One of the complainants against UNC-Chapel Hill, Annie Clark, is now a consultant for endrapeoncampus.org, which provides direct support to students who file federal complaints against colleges over their handling of sexual misconduct claims. Clark said sexual assault survivors often have difficulty holding their attackers accountable in university disciplinary systems.
“A lot of times survivors were very much silenced and didn’t want to speak up,” Clark said. “People who are accused had more money and more resources and could hire an outside person, and a lot of times that just shuts a survivor down. Most of the time, they should have been afforded the same resources by the college but weren’t being given the same rights. That wasn’t the policy, but that’s how it was in practice. So you have people accused of crimes being granted rights to appeal or extra things, but not if they were a survivor.”
Know Your IX
Universities will have to comply not just with the state law, however, but with federal policies to enforce Title IX that provide certain protections to sexual assault survivors.
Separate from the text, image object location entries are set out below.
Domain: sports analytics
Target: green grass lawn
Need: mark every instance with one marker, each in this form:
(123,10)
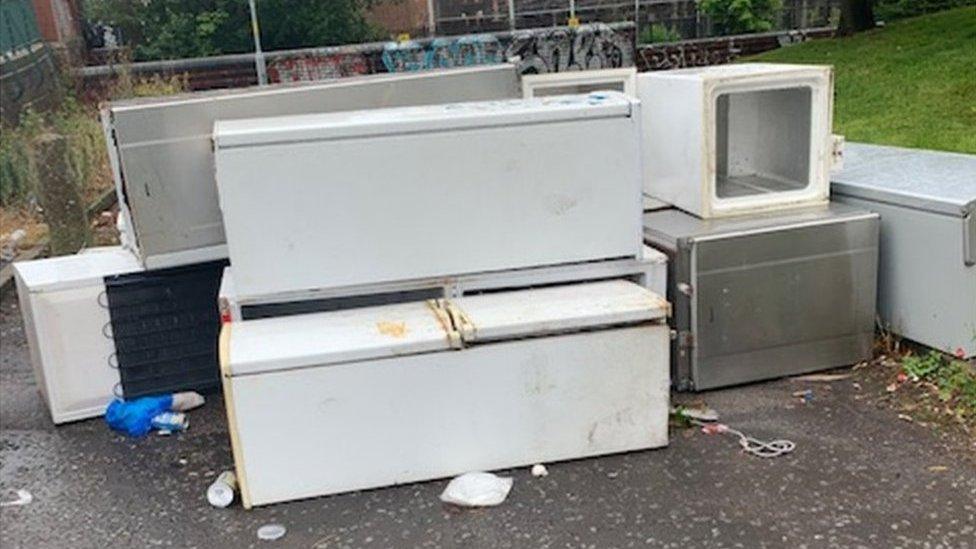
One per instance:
(911,83)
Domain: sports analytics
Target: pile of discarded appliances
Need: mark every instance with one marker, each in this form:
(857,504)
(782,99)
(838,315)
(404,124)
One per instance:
(473,270)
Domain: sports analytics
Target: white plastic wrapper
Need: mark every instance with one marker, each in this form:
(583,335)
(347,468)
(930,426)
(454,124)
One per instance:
(186,401)
(477,490)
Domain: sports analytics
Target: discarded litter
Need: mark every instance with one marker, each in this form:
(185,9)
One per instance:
(167,422)
(700,414)
(221,492)
(806,396)
(139,416)
(271,532)
(750,445)
(477,490)
(826,378)
(23,498)
(187,400)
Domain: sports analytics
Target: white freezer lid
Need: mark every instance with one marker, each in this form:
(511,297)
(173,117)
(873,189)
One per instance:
(933,181)
(282,343)
(451,116)
(557,309)
(74,271)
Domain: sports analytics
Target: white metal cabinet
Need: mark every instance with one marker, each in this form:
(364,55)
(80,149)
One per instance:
(927,272)
(66,320)
(161,151)
(332,402)
(737,139)
(314,202)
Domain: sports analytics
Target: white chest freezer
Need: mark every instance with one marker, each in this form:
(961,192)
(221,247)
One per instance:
(927,273)
(332,402)
(371,197)
(737,139)
(67,323)
(162,158)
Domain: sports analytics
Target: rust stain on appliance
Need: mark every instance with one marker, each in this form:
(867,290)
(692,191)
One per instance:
(392,329)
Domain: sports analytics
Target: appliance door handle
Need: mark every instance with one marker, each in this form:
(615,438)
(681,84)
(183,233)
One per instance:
(969,239)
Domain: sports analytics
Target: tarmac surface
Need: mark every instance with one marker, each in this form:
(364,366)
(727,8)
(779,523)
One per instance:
(859,477)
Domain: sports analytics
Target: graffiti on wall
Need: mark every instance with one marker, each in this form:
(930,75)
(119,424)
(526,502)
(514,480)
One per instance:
(720,50)
(443,53)
(697,54)
(559,49)
(595,46)
(317,66)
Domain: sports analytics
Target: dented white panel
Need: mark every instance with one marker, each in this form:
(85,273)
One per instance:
(298,341)
(162,155)
(66,320)
(313,205)
(332,429)
(557,309)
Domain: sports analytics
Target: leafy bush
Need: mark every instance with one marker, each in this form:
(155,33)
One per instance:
(741,16)
(658,33)
(87,157)
(172,29)
(890,10)
(86,150)
(955,379)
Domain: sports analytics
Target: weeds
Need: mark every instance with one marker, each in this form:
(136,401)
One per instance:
(952,379)
(87,157)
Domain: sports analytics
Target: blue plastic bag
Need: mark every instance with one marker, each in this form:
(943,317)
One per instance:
(134,417)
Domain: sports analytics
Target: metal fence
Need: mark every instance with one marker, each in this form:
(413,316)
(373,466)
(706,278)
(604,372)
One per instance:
(680,16)
(18,28)
(28,70)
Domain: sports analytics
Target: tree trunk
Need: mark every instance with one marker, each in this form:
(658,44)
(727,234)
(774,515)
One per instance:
(855,16)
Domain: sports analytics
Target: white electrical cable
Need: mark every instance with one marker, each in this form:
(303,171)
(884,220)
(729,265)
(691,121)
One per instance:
(750,445)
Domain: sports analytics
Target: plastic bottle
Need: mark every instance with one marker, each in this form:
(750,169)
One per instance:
(221,492)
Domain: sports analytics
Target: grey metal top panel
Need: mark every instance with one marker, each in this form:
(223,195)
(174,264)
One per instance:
(166,158)
(926,180)
(665,227)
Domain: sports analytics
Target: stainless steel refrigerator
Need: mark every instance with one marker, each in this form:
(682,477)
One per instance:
(764,296)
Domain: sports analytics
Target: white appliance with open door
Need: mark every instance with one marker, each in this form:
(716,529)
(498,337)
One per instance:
(67,324)
(346,400)
(737,139)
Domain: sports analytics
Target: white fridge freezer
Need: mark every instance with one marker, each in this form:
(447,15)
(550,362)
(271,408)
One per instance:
(927,271)
(372,197)
(161,153)
(67,324)
(332,402)
(737,139)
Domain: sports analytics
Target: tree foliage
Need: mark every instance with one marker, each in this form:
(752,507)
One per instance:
(171,29)
(742,16)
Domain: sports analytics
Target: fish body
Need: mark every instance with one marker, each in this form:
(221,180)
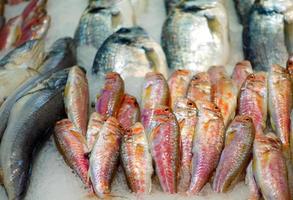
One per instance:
(280,103)
(265,38)
(186,113)
(76,99)
(240,72)
(129,112)
(195,35)
(29,121)
(178,83)
(236,154)
(137,160)
(19,65)
(224,93)
(72,146)
(104,157)
(207,145)
(110,99)
(130,52)
(200,87)
(253,100)
(269,167)
(164,143)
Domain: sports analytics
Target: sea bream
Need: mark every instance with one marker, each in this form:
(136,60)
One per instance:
(195,35)
(30,119)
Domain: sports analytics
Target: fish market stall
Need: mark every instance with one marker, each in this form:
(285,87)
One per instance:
(111,97)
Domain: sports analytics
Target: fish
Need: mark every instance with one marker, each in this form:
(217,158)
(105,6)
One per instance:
(280,103)
(178,84)
(243,9)
(240,72)
(96,122)
(136,159)
(254,191)
(200,87)
(10,32)
(264,39)
(37,29)
(104,157)
(96,24)
(129,112)
(111,96)
(19,65)
(72,146)
(236,154)
(269,167)
(30,119)
(155,91)
(207,145)
(164,144)
(76,99)
(170,5)
(195,35)
(131,52)
(186,113)
(224,92)
(253,100)
(61,56)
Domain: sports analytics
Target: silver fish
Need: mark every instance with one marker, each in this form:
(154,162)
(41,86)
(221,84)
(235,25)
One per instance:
(195,35)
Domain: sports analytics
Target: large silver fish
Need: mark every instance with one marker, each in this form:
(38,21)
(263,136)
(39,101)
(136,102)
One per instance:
(195,35)
(61,55)
(19,65)
(30,118)
(265,35)
(130,52)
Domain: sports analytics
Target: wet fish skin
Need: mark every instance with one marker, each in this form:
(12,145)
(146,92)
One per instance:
(29,120)
(110,99)
(76,99)
(129,112)
(265,41)
(269,167)
(131,52)
(137,160)
(96,24)
(253,100)
(200,87)
(280,103)
(224,92)
(186,113)
(73,148)
(243,8)
(240,72)
(104,157)
(19,65)
(96,122)
(236,154)
(164,143)
(178,83)
(254,191)
(207,145)
(181,31)
(155,91)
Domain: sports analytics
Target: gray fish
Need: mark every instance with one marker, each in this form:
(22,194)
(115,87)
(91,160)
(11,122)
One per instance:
(62,55)
(30,118)
(130,52)
(170,5)
(265,36)
(195,35)
(96,24)
(243,7)
(19,65)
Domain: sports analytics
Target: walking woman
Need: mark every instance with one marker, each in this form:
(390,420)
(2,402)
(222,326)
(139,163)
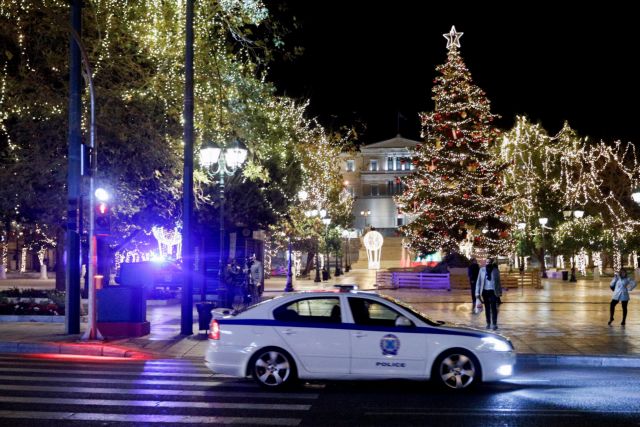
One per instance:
(488,287)
(620,285)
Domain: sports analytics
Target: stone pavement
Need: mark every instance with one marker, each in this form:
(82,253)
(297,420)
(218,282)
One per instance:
(561,322)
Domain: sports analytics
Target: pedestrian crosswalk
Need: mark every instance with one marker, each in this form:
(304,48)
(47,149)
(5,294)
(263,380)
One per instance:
(48,392)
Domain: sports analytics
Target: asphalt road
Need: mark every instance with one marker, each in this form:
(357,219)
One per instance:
(81,391)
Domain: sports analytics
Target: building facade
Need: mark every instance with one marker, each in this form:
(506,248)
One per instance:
(373,175)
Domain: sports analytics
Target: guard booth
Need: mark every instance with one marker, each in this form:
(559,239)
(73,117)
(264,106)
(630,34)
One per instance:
(240,244)
(122,309)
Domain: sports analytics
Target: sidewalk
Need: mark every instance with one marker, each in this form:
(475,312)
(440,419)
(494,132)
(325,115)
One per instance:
(563,323)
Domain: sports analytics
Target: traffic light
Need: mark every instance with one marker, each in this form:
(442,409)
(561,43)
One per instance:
(102,219)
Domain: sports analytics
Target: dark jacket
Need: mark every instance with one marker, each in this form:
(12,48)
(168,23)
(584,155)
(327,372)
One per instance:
(472,272)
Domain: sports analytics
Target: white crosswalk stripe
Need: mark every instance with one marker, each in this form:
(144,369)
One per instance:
(133,418)
(114,373)
(155,403)
(133,393)
(159,392)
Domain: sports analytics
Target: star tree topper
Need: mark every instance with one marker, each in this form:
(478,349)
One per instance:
(453,38)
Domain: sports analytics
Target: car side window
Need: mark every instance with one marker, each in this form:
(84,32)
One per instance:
(310,310)
(371,313)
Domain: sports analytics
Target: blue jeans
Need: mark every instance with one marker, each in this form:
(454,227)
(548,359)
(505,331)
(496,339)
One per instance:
(490,306)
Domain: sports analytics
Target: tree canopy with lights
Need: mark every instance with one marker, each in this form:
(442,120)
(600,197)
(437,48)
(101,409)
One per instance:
(456,192)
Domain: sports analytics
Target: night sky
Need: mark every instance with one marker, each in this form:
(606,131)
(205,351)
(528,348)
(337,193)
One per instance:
(366,61)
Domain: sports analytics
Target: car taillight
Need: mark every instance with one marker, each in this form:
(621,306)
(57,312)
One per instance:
(214,330)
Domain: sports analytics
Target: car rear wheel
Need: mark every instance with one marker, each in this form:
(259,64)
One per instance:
(273,368)
(456,369)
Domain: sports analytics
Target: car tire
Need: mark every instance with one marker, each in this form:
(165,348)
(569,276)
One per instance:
(273,368)
(456,369)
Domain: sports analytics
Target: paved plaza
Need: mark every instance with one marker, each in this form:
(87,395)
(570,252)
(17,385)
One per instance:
(562,318)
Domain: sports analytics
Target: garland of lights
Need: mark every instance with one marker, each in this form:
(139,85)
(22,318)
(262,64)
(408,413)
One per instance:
(129,256)
(23,261)
(582,262)
(167,240)
(574,172)
(597,262)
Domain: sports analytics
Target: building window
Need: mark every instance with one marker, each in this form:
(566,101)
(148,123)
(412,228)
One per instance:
(390,165)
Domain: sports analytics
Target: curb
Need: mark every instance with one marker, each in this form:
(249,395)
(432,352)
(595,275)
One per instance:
(603,361)
(65,348)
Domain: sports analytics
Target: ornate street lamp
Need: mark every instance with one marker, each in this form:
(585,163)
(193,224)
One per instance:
(543,221)
(326,221)
(228,161)
(316,213)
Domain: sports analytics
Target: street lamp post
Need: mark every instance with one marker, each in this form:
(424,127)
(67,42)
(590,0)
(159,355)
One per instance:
(326,221)
(365,214)
(302,196)
(347,260)
(543,221)
(321,213)
(229,161)
(578,213)
(289,285)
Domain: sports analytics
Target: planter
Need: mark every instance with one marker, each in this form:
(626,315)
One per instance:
(34,300)
(163,302)
(31,318)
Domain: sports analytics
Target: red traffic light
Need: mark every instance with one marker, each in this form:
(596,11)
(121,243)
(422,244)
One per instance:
(102,221)
(102,208)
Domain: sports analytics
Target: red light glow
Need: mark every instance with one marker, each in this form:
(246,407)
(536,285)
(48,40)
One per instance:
(214,330)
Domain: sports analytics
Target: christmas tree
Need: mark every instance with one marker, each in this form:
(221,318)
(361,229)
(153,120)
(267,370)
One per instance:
(456,196)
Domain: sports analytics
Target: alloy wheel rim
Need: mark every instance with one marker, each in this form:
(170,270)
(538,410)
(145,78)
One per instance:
(457,371)
(272,368)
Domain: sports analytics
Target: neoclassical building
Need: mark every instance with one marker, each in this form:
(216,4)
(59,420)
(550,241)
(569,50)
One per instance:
(372,175)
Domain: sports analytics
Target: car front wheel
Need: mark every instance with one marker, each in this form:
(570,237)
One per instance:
(273,368)
(456,369)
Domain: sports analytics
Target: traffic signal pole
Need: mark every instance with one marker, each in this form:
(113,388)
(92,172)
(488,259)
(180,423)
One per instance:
(92,332)
(72,244)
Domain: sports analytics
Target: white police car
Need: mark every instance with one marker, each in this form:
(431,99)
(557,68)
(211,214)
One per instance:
(349,334)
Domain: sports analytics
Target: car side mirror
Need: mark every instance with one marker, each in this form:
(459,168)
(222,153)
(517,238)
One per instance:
(403,321)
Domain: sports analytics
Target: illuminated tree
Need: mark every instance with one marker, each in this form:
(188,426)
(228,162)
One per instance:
(136,50)
(457,189)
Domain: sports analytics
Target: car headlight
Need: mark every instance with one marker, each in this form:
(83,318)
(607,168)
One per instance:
(496,344)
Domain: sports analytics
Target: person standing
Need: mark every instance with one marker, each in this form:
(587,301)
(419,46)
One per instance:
(256,272)
(489,290)
(472,273)
(620,285)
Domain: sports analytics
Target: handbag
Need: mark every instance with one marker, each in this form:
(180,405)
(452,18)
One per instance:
(478,308)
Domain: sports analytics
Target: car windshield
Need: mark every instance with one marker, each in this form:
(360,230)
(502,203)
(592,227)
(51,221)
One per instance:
(413,311)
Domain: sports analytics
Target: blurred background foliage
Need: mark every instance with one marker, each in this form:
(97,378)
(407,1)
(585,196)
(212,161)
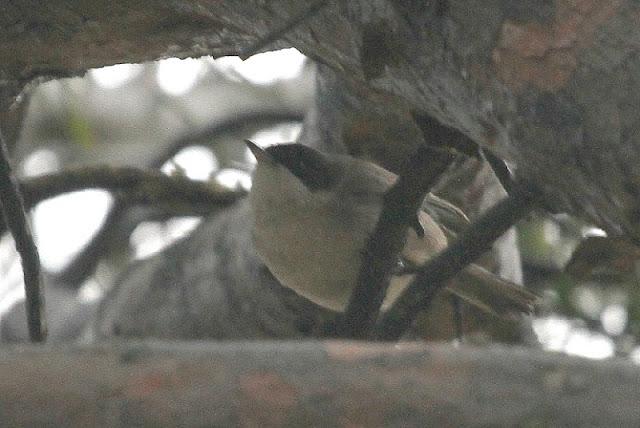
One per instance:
(189,117)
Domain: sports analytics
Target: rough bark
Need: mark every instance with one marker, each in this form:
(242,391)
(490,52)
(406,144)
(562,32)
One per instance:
(311,383)
(549,86)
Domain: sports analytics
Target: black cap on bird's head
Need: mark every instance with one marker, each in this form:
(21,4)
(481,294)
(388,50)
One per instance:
(312,167)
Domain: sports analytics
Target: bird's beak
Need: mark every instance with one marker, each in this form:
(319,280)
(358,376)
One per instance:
(260,154)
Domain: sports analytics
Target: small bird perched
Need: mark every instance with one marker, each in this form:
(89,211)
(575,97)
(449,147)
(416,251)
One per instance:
(313,213)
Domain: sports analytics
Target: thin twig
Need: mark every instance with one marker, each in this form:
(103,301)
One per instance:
(383,247)
(146,187)
(85,262)
(281,30)
(500,169)
(15,216)
(470,245)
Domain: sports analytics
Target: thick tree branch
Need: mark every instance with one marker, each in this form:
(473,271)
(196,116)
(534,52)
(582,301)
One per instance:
(284,28)
(13,210)
(470,245)
(312,383)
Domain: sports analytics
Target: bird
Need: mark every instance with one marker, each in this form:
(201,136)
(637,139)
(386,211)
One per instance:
(312,213)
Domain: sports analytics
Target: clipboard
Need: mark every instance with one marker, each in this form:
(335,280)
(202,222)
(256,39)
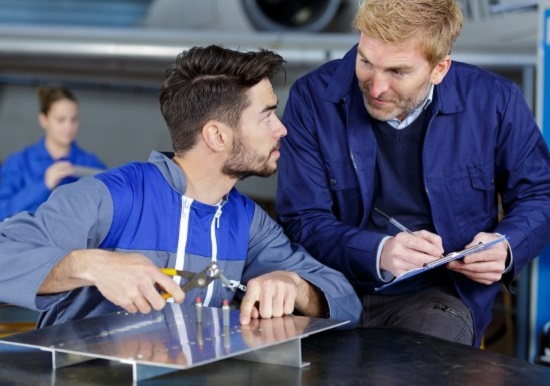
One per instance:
(444,260)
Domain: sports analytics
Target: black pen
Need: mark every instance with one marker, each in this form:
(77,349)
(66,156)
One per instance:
(401,227)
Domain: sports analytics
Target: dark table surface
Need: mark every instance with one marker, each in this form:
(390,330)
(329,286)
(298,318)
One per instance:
(373,356)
Attorney Clay Turner of McSurely & Turner in Chapel Hill said federal law requires accusers to have the same access to the system as the accused. If state law says universities must allow defendants the right to consult with an attorney, then under federal law they must allow complainants to retain attorneys as well, Turner said.
Turner said he is generally a proponent of allowing lawyers into adversarial university proceedings, but doesn’t think the new law was particularly well crafted. The purpose of the Title IX regulations is to combat sex discrimination and ensure that all students can pursue an education free from harassment, he said.
“I think part of what this law gets wrong is it falls into the misguided view that these Title IX hearings are somehow analogous to criminal hearings, which they’re not,” Turner said. “It’s not criminal court-lite, that’s not what is it, and that’s an easy trap to fall into. We’re not thinking about it the right way when we think about it that way.”
Survivors of sexual assault can, and sometimes do, file criminal charges in addition to university proceedings. But Clark said that universities can provide relief that the criminal justice system can’t, including expulsion or suspension from school or, failing that, ensuring that a victim and an attacker don’t wind up assigned to the same class, or the same dormitory.
In all cases, not just sexual assault cases, the new law introduces a new element for universities as they balance the need to ensure student safety along with the rights of the accused.
Abrams said that under the old system, students had to navigate a system that lacked many fundamental safeguards of those rights. The new law, he said, “will hopefully restore a level of neutrality and fairness to a system that had become dominated by political pressures unrelated to the guilt or innocence of the accused.”